The report found that Asian Americans may not see the benefits of recent efforts to improve language access in the healthcare system when compared to other populations. The report maintains that more nuanced, targeted efforts to support Asian Americans and Native Hawaiians/ Pacific Islanders (AANHPI) with LEP in the healthcare system and help them enroll in health plans are necessary.
“These findings show the need for greater language accessibility for AANHPI adults with LEP in healthcare and other settings, especially as some pandemic-related health insurance coverage protections expire and the need for clear communication from state health insurance agencies to enrollees continues to grow,” the report reads.

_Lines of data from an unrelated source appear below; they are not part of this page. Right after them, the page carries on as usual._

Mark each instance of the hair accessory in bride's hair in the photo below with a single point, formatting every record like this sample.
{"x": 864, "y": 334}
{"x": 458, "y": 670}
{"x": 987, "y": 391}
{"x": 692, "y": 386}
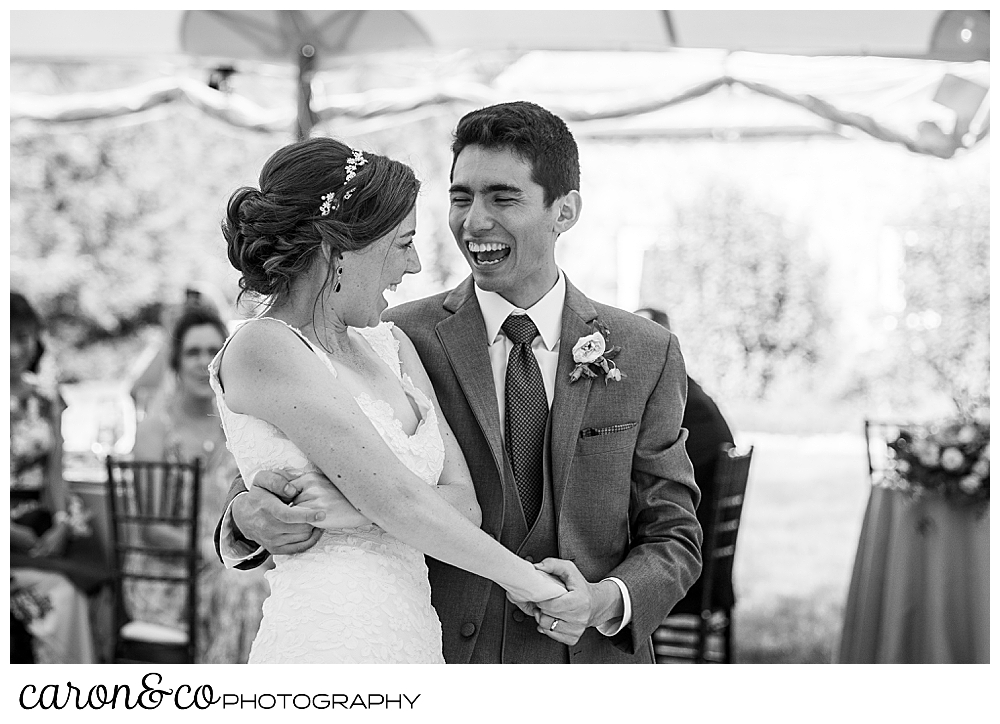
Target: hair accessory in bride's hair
{"x": 330, "y": 202}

According to the report, nearly 31% of Asian Americans and a little more than 12% of Native Hawaiians and Pacific Islanders have LEP. On the other hand, less than 5% of Black and white Americans have LEP, while roughly 33% of Hispanic Americans do. Among AANHPI, these percentages vary depending on the native language and culture — for example, 49.8% of Vietnamese adults reported having LEP while less than 20% of Filipino adults did.
Although more Hispanic Americans have LEP than the overall population of AANHPI, the report notes that AANHPI living in the US are a more linguistically diverse group, making broad translation efforts less effective for AANHPI. For the most part, Hispanic Americans with LEP speak Spanish as their primary language, while AANHPI speak a wider range of languages.
Additionally, less than half of Asian Americans with LEP were found to speak the three most common Asian languages, Chinese, Vietnamese, and Korean. As a result, important information about things like state Medicaid resources or local healthcare providers may be less easy to access for Asian American individuals with LEP than they are for Hispanic Americans with LEP. The report also notes that past research found state health plans have historically failed to properly account for the linguistic needs of AANHPI populations, potentially leaving out individuals who are eligible for low- to no-cost health plans like Medicaid.
According to the report, ways to improve language access in healthcare include increasing interpreter availability, increasing visibility of in-language services, and conducting more targeted research to identify specific languages for translation of information on patient portals, enrollment websites, and telemedicine platforms.
“Despite stereotypes of AANHPI people being a model minority and not facing disadvantages, many of these adults (face) several barriers that could reduce their access to health insurance and health care and make it more challenging for them to meet their and their family’s health needs,” the researchers write.